Périple au moulin des sourdingues

Comme promis, hier et ici même, le Miradole a suivi une visite guidée sur les pas de Marcel Aymé. On avait pris soin d’appareiller la vaillante conférencière qui tout au long du parcours a dû batailler ferme contre l’artillerie lourde de la sono officielle qui a occupé le terrain toute la journée. Résultat: face à la Médiathèque, on ne pipait mot du petit ampli portatif basse fidélité et le commentaire sur la rue Pasteur s’est fait du pont du Prélot. Dans la Grande Fontaine, l’acoustique était à peine meilleure et de la trentaine de partants, il n’en resta qu’une moitié, arrivés place aux Fleurs.
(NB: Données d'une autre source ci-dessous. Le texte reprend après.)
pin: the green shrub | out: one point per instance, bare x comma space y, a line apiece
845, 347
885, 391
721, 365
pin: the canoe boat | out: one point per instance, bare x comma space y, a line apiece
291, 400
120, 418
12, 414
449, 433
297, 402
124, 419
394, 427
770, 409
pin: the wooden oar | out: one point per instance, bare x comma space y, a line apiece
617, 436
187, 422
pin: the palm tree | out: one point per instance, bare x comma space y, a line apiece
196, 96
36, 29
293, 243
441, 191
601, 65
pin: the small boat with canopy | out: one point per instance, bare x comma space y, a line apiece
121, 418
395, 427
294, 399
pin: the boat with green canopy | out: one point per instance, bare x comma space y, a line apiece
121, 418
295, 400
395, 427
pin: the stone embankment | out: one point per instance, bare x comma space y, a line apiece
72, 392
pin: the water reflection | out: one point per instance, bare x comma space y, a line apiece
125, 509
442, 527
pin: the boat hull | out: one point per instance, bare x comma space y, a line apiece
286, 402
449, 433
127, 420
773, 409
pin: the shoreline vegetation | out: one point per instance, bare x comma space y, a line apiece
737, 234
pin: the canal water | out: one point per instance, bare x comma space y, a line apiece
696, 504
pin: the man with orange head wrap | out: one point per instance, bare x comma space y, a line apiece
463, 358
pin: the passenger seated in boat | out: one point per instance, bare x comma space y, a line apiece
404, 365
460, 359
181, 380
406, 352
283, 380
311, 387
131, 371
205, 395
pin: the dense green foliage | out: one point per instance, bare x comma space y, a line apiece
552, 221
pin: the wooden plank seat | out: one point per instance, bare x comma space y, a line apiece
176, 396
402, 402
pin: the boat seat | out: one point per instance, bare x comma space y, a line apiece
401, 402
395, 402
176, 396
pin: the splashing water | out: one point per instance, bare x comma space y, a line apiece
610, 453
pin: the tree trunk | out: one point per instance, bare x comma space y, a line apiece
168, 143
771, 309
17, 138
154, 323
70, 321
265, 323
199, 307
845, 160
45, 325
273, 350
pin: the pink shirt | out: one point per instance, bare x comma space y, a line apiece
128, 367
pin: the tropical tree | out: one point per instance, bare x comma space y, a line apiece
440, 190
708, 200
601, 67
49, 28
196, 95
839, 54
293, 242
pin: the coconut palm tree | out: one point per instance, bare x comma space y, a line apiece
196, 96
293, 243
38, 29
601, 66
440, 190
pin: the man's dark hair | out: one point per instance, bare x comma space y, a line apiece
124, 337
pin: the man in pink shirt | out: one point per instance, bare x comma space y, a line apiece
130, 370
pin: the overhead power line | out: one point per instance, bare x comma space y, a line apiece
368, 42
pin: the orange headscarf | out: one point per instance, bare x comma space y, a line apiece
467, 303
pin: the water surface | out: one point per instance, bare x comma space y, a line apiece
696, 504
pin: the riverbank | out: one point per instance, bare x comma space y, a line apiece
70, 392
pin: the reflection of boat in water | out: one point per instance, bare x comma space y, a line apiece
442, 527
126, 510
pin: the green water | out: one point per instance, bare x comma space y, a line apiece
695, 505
Nicole Regnier connait pourtant bien son affaire: sa maitrise des oeuvres du créateur de Brûlebois est louable. Mais le partage littéraire et patrimonial ne peut se faire dans une telle ambiance foraine. Et pourtant l’extrait de « La Rue sans nom » a aiguisé notre curiosité puisqu’elle s’inspire de la rue Pasteur où nous logeons actuellement notre enveloppe humaine (à suivre…). Peut-être faudrait-il s’inspirer de la Grande Enquête pour recréer un parcours digne de Marcel Aymé? Pourquoi pas des niches-lecture, tout au long d’un parcours balisé, dans des recoins propices à l’écoute et au réalisme fantastique ? Et le monsieur qui, à la Visitation,  vendait de l’huile artisanale pourrait bien en être le modèle… D’une voix douce, sans effet mais avec une conviction sereine où se mêlaient l’amour du bon produit et la fierté d’un père pour son producteur de fils, ce chantre du pressage à froid a réussi à balayer notre mauvais esprit goguenard. Nous sommes repartis avec de huile de tournesol, du vinaigre de sureau et l’espoir d’enfin réussir une mayonnaise dont ses petits-enfants à lui se goinfrent avant même d’entamer les asperges.